The Internet has become a huge part of our lives, including at sea where Wi-Fi is available on virtually all seagoing cruise ships (with the exception of a few barebones expedition ships). With the industry's biggest players investing millions of dollars in communication infrastructures -- on land, on ships and in the sky via satellites -- more passengers are finding Wi-Fi service and prices more akin to what they are used to finding on land. There are still plenty of ships with spotty, slow and expensive service, but they are no longer the norm.
Over the next several years, these improvements will roll out to even more cruise ships. Passengers will be able to send emails, stream movies and Skype or FaceTime with friends almost as easily as they do at home. But -- and this is key -- there will always be some level of unreliability, especially the farther out to sea you sail.

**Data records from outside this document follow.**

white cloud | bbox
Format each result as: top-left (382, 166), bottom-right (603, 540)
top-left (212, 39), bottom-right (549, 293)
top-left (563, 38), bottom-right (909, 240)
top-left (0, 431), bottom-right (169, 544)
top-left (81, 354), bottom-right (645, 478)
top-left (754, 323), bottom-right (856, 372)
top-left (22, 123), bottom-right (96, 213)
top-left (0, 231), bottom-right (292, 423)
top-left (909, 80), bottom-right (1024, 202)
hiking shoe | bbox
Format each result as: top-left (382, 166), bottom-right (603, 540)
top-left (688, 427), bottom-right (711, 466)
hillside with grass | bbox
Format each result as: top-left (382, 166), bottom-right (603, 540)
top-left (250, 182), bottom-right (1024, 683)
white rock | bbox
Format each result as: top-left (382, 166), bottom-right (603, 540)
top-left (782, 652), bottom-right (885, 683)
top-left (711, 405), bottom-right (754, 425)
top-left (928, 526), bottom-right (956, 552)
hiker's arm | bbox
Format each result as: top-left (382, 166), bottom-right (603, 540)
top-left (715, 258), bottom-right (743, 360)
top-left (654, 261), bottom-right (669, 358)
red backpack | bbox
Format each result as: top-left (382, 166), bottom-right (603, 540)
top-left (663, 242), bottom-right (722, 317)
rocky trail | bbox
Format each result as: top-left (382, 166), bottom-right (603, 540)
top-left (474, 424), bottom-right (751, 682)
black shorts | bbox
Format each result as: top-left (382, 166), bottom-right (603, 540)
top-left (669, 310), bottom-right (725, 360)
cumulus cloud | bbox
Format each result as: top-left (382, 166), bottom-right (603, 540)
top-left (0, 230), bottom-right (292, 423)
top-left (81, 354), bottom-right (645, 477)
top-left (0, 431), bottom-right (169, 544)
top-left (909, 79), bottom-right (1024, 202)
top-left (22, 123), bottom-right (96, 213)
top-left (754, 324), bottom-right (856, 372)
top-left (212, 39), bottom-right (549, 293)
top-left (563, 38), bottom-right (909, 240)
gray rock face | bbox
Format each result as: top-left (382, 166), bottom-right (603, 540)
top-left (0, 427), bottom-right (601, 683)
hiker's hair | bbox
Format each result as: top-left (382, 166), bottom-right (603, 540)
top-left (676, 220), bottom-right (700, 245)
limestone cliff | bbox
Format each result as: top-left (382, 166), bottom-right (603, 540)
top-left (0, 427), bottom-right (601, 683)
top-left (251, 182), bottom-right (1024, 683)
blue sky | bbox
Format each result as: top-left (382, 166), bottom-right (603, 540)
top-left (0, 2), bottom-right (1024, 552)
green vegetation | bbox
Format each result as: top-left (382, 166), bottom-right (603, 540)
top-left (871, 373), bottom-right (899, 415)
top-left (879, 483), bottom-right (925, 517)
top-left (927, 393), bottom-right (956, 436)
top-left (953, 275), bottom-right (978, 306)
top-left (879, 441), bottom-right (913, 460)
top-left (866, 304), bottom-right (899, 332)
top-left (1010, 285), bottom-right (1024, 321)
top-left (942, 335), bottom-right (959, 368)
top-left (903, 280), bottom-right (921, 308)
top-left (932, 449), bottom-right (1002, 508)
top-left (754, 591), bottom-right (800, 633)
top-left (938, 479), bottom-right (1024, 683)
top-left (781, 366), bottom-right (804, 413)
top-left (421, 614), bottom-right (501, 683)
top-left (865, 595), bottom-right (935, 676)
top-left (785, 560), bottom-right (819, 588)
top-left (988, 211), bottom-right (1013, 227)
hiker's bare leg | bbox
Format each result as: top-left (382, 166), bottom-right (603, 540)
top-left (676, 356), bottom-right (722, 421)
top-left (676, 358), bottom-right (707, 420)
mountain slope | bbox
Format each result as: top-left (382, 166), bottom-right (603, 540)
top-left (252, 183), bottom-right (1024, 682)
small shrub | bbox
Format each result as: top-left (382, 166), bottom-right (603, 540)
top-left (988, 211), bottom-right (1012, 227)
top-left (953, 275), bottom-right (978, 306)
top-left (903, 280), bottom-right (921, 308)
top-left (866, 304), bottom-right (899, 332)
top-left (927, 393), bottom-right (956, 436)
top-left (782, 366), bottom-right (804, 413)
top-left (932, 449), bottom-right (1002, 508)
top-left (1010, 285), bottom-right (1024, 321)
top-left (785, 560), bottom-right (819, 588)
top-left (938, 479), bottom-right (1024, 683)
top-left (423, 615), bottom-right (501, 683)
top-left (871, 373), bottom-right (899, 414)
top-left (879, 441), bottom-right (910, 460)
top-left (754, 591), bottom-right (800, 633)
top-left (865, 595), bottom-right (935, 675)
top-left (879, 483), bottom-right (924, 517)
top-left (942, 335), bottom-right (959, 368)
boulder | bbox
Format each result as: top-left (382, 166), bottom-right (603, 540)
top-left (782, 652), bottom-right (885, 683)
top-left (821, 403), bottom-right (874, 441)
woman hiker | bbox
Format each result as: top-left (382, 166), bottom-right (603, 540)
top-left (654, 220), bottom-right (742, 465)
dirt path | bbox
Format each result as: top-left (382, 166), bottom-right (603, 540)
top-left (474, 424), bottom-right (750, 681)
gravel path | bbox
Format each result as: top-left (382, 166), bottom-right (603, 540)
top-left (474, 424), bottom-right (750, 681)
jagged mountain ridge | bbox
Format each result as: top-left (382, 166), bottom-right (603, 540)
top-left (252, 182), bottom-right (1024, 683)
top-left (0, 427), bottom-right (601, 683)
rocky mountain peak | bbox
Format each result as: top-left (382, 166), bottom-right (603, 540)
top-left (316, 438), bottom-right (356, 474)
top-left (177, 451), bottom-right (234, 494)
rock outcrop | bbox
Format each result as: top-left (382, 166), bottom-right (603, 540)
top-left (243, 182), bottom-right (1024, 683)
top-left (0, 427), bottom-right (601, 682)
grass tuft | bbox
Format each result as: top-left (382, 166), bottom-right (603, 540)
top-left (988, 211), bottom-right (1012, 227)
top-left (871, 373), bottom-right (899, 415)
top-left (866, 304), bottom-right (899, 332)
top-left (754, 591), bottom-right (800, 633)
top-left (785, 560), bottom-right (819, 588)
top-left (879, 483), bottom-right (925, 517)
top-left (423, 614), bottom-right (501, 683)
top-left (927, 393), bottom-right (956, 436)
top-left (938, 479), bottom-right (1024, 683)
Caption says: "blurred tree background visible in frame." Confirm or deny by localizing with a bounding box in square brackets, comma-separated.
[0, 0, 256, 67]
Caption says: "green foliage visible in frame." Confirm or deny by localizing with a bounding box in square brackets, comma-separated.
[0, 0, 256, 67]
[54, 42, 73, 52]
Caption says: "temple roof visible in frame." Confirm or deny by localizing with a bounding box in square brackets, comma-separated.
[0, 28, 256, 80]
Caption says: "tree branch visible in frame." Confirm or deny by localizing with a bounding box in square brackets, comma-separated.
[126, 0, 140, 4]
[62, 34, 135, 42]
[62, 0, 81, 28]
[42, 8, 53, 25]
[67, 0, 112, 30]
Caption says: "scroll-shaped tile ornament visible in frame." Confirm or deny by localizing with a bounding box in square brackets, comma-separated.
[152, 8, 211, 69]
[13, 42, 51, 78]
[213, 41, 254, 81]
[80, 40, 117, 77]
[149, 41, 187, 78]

If you've ever cursed in frustration as your screen froze mid-email or are quivering in fear of being unable to check in as much as you'd like on an upcoming cruise holiday, here are the seven things you need to know about Internet at sea.

Internet via satellite will never be as reliable as your broadband at home.

Connecting at Sea: Internet and Phone Use Onboard (ID: 45) (Photo: Royal Caribbean International)
It's the sad truth: Internet at sea, when provided by satellite service, is not going to be as reliable as on-land connections anytime soon. To understand why shipboard Internet isn't comparable to the broadband you enjoy at home, you first need to understand the technology behind it. The big golf ball-shaped domes visible on top of cruise ships are protective shells that encase freely moving satellite antennae. These antennae transmit a signal from the ship to a satellite, which then sends a signal back down to earth.
Maritime communication companies have sped up this process, which used to take a long time, through various means including adding more satellites, increasing the bandwidth that can be sent during each transmission and linking up with land-based towers when sailing closer to shore.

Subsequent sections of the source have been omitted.